After Powell, investors listen to more Fed members
But implied path on interest rates stays unchanged
Jobless claims and next week’s CPI data are the dollar’s next tests
Wall Street indices close in the red
Fed bets stay untouched after parade of Fed speakers
The US dollar stabilized against most of the other major currencies yesterday, pausing the Powell-related slide. However, that was only for a while as today the US currency is back under pressure.
Although there were no major data releases on yesterday’s agenda, a number of Fed speakers expressed their view on interest rates, allowing the US dollar to find some footing, at least temporarily.
New York Fed President John Williams said that moving interest rates to the 5.00-5.25% range seems very reasonable in order to get the supply and demand imbalances down, and that it remains key for monetary policy to stay at restrictive levels “for a few years”. Meanwhile, Fed Governor Christopher Waller said that while wage growth has slowed, the decline is “not enough”, which reinforces the need for tight monetary policy for longer. The most hawkish remarks came from Minneapolis Fed President Neel Kashkari, who reiterated his view that the fed funds rate needs to go as high as 5.4% or even further if the data suggests so.
Those comments stopped the dollar’s decline, but what forbade a decent rebound may have been a speech by Fed Governor Lisa Cook. Cook said that last month’s strong job gains combined with moderating wage growth increased hopes for a “soft landing”, and that a return of inflation to 2% can be accomplished without a large increase in unemployment. Reading between the lines, this could mean that she believes the job can be done with policy not necessarily being as restrictive as her colleagues suggest.
Therefore, the aggregate outcome was for investors to keep their rate bets untouched.

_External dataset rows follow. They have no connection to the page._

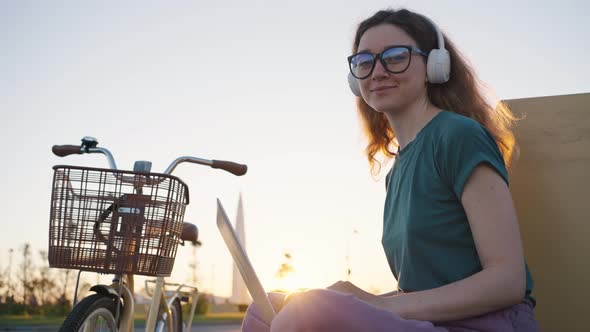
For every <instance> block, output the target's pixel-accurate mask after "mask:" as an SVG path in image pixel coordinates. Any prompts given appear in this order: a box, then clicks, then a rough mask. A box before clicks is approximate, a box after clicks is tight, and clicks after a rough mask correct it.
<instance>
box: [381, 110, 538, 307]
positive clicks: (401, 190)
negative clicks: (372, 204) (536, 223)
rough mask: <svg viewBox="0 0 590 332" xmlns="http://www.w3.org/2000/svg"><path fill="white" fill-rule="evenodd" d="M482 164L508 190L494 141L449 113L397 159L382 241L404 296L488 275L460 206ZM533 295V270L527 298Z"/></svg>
mask: <svg viewBox="0 0 590 332" xmlns="http://www.w3.org/2000/svg"><path fill="white" fill-rule="evenodd" d="M481 163H485V164H487V165H489V166H491V167H492V168H493V169H494V170H496V171H497V172H498V174H500V176H502V178H503V179H504V180H505V181H506V183H508V172H507V170H506V167H505V164H504V159H503V157H502V154H501V152H500V150H499V149H498V146H497V144H496V141H495V140H494V138H493V136H492V135H491V134H490V133H489V132H488V131H487V130H486V129H485V127H483V126H481V125H480V124H479V123H477V122H476V121H475V120H473V119H470V118H468V117H465V116H462V115H459V114H456V113H453V112H448V111H443V112H440V113H439V114H437V115H436V116H435V117H434V118H433V119H432V120H431V121H430V122H429V123H428V124H427V125H426V126H425V127H424V128H422V130H421V131H420V132H419V133H418V135H417V136H416V138H415V139H414V140H413V141H412V142H410V143H409V144H408V145H407V146H406V147H405V148H404V149H402V150H401V151H400V152H399V154H398V156H397V157H396V159H395V163H394V165H393V168H392V169H391V171H390V172H389V174H388V175H387V177H386V186H387V197H386V199H385V209H384V218H383V238H382V244H383V248H384V250H385V255H386V256H387V261H388V262H389V266H390V268H391V271H392V272H393V274H394V276H395V278H396V279H397V281H398V287H399V289H401V290H404V291H419V290H426V289H431V288H435V287H439V286H443V285H446V284H449V283H452V282H455V281H458V280H461V279H464V278H467V277H469V276H471V275H473V274H475V273H477V272H479V271H481V270H482V267H481V263H480V261H479V256H478V255H477V250H476V248H475V243H474V240H473V236H472V234H471V228H470V226H469V222H468V220H467V216H466V214H465V210H464V209H463V205H462V204H461V194H462V192H463V188H464V186H465V183H466V181H467V179H468V178H469V176H470V175H471V173H472V172H473V170H474V169H475V167H476V166H478V165H479V164H481ZM523 259H524V257H523ZM532 288H533V280H532V278H531V274H530V272H529V269H528V267H527V268H526V289H527V291H526V295H527V296H529V294H530V293H531V291H532Z"/></svg>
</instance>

They are still pricing in a terminal rate of 5.13%, in line with the Fed’s own projection, but they see around 35bps worth of rate cuts by the end of the year.
Traders lock gaze on US jobless claims, await next week’s CPI data
Their attention may now fall on the jobless claims data for last week, scheduled to be released later today, as they seek evidence on whether the labor market remained strong at the beginning of this month. A downside surprise may revive speculation that Fed officials could keep interest rates elevated for longer and thereby add some more fuel to the greenback’s engines.
Having said all that though, even if jobless claims encourage some dollar buying today, calling for a long-lasting recovery seems premature. Next week’s agenda includes the US CPI numbers, where another notable slowdown could trigger the resumption of the greenback’s prevailing downtrend. With ECB members Joachim Nagel and Isabel Schnabel appearing in their hawkish suits yesterday and signaling that more bold action is needed, euro/dollar may soon rebound back above 1.0800, allowing traders to put the 1.1175 territory back on their radars.
Wall Street slides as Alphabet's chatbot gives wrong answer
Passing the torch to the equity market, all three of Wall Street’s main indices dropped yesterday, despite Treasury yields sliding. This suggests that relatively hawkish remarks by some Fed officials were not the only reason investors reduced their risk exposure.
Indeed, the biggest drag on the S&P 500 and the Nasdaq was Google’s parent Alphabet, whose shares tumbled 7.7% after its new AI chatbot Bard gave an incorrect answer during a promotional video, adding to concerns that the firm is losing ground against rival Microsoft.
However, with talks about a “soft landing” in the US intensifying after data added credence to that view, and with market participants maintaining bets of a Fed pivot at some point this year, stock indices may continue trading higher for a while longer. A clear break of the S&P 500 above the key resistance zone of 4,155 could see scope for advances towards the high of August 16 at around 4,325.